そんな鳳潭ですが、実際に会った人とは胸襟をひらいて親しく交わるひとでもありました。南都般若寺の論敵が病気と聞くと、見舞いに赴いて涙したことも。また、鳳潭の勉学への情熱とユニークな発想を示す逸話もあります。比叡山で経典の講義に出ていた若き学僧時代の話です。
あるとき大僧正の説く天台四教義があまりにも難解で、初め千人ほどいた聴講生が次々に脱落し、ついに鳳潭ひとりになってしまいました。大僧正は「せめて頭数が30人、50人いるならまだしも、たった一人のために大講堂で講釈するのは面目が立たないからやめにしよう」と切り出します。しかし四教義を極めたい鳳潭は、明日30~40人ほど生徒を連れてくるのでなんとか講義を継続するようお願いしました。
翌日、講堂には伏見人形がずらりと並んでいました。大僧正は、わしを馬鹿にするつもりか、と立腹しました。すると鳳潭は「これまで参加していた生徒たちも、恰好だけは僧侶にみえて、実はこの人形と同じように学びの精神などなかったのです。それでも講義してくださったのだから、これからも人形と私を相手に続けてください」と懇願したところ、大僧正は鳳潭の熱心さに感心して講義を続けたと伝えられています。

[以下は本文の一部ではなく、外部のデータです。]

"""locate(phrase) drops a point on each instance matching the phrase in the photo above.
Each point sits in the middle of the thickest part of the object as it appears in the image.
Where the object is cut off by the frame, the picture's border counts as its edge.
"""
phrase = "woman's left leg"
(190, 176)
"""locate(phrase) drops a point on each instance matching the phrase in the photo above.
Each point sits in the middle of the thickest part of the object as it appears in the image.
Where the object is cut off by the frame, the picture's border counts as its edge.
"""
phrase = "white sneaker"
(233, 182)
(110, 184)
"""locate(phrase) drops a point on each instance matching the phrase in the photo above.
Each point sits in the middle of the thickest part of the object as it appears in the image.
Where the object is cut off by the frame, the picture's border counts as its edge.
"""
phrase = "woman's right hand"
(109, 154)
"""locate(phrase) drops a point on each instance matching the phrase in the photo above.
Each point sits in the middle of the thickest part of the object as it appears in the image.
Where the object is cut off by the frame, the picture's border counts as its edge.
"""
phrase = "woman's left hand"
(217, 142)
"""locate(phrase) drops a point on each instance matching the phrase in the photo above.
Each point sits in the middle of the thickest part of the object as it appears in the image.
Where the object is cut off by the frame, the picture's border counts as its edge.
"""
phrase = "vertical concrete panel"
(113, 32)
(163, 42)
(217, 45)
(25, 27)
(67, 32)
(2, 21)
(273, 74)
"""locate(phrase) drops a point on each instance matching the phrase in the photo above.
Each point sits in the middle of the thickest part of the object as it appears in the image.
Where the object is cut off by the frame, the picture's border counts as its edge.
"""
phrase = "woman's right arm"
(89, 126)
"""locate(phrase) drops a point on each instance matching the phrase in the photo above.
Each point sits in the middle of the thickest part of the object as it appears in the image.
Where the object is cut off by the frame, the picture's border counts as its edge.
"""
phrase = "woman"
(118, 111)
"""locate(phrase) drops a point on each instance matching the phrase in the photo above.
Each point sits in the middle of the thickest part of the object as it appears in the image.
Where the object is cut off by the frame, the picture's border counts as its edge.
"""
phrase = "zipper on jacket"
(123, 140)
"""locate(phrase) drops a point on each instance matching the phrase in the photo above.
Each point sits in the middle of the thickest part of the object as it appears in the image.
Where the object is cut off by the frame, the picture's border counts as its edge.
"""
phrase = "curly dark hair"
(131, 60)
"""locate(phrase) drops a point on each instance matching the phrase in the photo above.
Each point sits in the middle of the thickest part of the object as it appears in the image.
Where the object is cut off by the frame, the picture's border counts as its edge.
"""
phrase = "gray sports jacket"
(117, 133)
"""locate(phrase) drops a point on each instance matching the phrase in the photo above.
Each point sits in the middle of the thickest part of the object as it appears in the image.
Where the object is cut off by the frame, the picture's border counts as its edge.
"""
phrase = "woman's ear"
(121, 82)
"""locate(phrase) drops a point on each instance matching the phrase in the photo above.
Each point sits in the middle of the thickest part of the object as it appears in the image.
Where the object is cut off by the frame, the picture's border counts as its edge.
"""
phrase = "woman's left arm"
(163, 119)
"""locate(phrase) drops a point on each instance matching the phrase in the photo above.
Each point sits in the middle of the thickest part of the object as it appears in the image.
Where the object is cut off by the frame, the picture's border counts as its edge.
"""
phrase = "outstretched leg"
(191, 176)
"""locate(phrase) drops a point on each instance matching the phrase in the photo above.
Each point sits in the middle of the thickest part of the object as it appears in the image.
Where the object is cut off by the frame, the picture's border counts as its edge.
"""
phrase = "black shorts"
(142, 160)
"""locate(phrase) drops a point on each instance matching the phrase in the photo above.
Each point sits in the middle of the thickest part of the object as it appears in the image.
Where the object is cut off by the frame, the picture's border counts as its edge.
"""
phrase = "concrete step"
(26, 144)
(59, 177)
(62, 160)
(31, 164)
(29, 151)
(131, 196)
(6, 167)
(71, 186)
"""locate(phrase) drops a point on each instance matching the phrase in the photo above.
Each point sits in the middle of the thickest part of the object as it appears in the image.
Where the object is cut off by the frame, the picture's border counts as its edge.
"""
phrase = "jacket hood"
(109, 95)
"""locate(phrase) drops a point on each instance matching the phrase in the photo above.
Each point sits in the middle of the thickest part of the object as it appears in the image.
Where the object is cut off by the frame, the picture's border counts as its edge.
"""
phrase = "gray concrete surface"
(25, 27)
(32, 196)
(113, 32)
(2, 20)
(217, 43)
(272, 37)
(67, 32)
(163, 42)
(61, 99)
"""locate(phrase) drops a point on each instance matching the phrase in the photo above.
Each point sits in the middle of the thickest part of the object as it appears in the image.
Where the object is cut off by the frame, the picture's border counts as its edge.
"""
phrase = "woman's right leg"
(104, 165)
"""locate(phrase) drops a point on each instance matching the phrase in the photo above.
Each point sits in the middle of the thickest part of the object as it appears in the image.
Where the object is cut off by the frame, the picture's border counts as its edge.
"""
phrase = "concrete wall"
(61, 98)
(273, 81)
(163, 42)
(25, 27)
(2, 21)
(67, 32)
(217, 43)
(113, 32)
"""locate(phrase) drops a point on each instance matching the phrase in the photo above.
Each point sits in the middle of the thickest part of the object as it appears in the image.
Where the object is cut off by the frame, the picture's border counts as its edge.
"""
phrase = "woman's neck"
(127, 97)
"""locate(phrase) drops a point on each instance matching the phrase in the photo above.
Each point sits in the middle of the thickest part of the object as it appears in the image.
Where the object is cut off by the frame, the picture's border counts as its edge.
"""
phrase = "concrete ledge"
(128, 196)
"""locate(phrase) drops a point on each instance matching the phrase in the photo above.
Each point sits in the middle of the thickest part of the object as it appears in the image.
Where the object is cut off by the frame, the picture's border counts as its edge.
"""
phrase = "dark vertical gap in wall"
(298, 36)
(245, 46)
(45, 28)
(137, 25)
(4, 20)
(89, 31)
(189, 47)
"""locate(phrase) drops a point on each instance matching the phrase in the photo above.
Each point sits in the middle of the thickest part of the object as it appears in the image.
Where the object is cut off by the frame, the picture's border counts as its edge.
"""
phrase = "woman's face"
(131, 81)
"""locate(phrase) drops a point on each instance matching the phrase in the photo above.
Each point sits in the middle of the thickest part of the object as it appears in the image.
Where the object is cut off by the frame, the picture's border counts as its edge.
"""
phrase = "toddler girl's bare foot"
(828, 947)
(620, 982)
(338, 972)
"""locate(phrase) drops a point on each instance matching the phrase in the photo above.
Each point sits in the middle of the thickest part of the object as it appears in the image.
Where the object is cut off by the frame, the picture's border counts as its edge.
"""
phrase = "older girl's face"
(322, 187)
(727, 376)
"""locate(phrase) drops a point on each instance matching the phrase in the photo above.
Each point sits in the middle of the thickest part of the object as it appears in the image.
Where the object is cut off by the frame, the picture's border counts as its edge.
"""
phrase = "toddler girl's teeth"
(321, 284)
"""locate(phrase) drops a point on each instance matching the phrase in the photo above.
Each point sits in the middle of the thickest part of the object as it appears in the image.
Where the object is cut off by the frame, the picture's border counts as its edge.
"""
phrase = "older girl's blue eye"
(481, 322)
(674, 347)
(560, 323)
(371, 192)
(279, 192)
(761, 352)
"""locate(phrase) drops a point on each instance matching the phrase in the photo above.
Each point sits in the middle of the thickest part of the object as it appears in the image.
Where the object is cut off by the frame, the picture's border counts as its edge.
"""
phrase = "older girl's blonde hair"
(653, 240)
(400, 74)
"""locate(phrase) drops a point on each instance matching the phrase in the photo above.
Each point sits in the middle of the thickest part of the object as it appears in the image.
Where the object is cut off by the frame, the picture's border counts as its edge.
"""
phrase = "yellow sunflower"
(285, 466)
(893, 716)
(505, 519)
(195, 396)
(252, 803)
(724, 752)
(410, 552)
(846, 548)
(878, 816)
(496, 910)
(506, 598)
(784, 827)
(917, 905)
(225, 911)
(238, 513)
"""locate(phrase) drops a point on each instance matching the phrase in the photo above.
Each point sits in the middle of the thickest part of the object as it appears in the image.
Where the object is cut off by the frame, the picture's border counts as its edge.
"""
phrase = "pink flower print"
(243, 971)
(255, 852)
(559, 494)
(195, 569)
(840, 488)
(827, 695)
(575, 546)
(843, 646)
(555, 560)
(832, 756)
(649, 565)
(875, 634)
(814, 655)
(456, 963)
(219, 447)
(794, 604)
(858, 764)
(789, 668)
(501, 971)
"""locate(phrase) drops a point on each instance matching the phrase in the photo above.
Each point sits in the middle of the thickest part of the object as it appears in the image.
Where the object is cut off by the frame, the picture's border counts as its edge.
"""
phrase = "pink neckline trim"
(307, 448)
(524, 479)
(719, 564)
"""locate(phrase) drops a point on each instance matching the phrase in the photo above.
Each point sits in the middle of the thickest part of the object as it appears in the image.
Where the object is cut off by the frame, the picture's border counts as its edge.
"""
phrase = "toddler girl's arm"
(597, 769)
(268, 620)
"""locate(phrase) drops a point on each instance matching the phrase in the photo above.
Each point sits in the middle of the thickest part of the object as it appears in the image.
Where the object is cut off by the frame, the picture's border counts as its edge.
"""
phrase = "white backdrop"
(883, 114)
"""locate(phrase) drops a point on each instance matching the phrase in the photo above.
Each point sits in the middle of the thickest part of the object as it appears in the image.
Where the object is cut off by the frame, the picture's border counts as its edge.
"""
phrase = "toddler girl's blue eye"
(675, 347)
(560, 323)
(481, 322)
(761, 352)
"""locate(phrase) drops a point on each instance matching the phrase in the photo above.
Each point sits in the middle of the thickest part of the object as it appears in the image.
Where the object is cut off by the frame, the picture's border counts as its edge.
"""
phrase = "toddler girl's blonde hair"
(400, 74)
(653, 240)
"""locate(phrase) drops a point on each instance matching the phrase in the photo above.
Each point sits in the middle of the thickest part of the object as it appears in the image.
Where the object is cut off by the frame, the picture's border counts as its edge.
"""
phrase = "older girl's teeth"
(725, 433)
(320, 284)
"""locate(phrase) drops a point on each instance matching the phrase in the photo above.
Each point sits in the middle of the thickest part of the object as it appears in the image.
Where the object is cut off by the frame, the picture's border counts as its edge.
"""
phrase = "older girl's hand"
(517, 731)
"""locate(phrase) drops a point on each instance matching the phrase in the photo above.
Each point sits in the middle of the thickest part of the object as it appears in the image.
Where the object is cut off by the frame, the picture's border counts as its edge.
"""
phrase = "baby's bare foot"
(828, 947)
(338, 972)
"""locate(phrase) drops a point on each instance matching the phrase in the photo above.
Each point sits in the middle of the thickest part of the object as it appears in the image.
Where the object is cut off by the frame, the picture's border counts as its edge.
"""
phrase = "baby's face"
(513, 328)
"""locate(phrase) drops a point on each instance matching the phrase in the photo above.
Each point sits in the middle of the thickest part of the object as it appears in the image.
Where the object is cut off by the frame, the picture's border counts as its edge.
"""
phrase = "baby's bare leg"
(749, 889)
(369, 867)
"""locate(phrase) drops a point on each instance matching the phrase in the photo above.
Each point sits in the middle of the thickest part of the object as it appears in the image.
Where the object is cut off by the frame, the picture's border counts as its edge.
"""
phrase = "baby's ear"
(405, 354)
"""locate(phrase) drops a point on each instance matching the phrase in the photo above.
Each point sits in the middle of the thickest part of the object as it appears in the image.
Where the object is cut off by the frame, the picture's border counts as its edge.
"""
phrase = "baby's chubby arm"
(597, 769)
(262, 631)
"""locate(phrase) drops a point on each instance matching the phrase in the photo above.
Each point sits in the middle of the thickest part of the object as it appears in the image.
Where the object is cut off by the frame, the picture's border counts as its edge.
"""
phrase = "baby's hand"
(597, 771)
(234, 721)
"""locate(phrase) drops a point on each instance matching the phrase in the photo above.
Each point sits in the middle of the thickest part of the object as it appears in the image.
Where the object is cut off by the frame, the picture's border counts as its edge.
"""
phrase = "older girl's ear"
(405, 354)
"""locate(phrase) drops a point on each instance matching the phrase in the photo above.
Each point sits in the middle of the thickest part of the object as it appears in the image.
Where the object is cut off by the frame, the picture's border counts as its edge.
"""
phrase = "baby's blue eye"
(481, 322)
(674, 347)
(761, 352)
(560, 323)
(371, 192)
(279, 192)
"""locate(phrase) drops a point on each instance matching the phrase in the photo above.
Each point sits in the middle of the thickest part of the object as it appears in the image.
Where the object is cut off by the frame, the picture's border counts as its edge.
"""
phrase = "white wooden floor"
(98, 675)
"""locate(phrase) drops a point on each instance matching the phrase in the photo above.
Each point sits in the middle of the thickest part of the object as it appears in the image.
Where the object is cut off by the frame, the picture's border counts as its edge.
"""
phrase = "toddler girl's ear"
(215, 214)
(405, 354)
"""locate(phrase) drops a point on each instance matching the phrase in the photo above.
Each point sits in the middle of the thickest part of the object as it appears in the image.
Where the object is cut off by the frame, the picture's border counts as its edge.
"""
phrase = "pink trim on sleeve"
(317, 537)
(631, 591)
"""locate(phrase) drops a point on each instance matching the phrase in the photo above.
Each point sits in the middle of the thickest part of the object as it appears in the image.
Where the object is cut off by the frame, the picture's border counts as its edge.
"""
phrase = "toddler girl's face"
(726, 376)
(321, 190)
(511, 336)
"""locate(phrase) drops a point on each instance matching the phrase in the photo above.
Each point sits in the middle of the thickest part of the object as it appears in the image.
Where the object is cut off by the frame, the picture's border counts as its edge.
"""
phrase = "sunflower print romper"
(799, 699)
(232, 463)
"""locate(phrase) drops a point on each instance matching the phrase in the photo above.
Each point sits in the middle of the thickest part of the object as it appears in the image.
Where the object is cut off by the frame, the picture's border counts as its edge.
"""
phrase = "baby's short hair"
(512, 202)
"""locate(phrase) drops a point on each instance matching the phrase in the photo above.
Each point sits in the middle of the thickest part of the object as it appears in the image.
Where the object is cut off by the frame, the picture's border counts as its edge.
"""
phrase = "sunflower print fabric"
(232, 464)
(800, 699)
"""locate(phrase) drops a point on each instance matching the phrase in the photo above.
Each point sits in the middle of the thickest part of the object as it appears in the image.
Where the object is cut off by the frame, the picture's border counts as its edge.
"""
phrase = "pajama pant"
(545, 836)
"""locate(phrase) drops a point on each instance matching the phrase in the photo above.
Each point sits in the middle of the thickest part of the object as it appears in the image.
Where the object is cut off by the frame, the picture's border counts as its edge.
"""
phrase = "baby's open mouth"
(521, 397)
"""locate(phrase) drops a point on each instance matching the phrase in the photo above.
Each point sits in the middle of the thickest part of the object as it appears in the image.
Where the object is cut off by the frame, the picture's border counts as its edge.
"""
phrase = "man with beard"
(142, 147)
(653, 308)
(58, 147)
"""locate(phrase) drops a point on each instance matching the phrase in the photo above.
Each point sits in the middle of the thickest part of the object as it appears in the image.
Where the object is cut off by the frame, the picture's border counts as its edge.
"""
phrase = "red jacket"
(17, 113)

現在禅寺である鈴虫寺では、お茶と茶菓をいただきながら法話をお聞きします。これは第8代目住職の台巌(たいがん)和尚が始められて以来続いているそうです。また、台巌和尚は秋口に鳴く鈴虫の軽やかな声を聴いて悟りを開くきっかけを得られ、以後、部屋の温度や照明を工夫し、何千匹もの鈴虫を育てるようになったとか。鈴虫寺の僧侶の方々は説法がとても上手です。内容は日々異なるようですが、参拝した日、ユーモアたっぷりのお話には、200人ほども入る客殿で何度も笑いの渦が沸き起こっていました。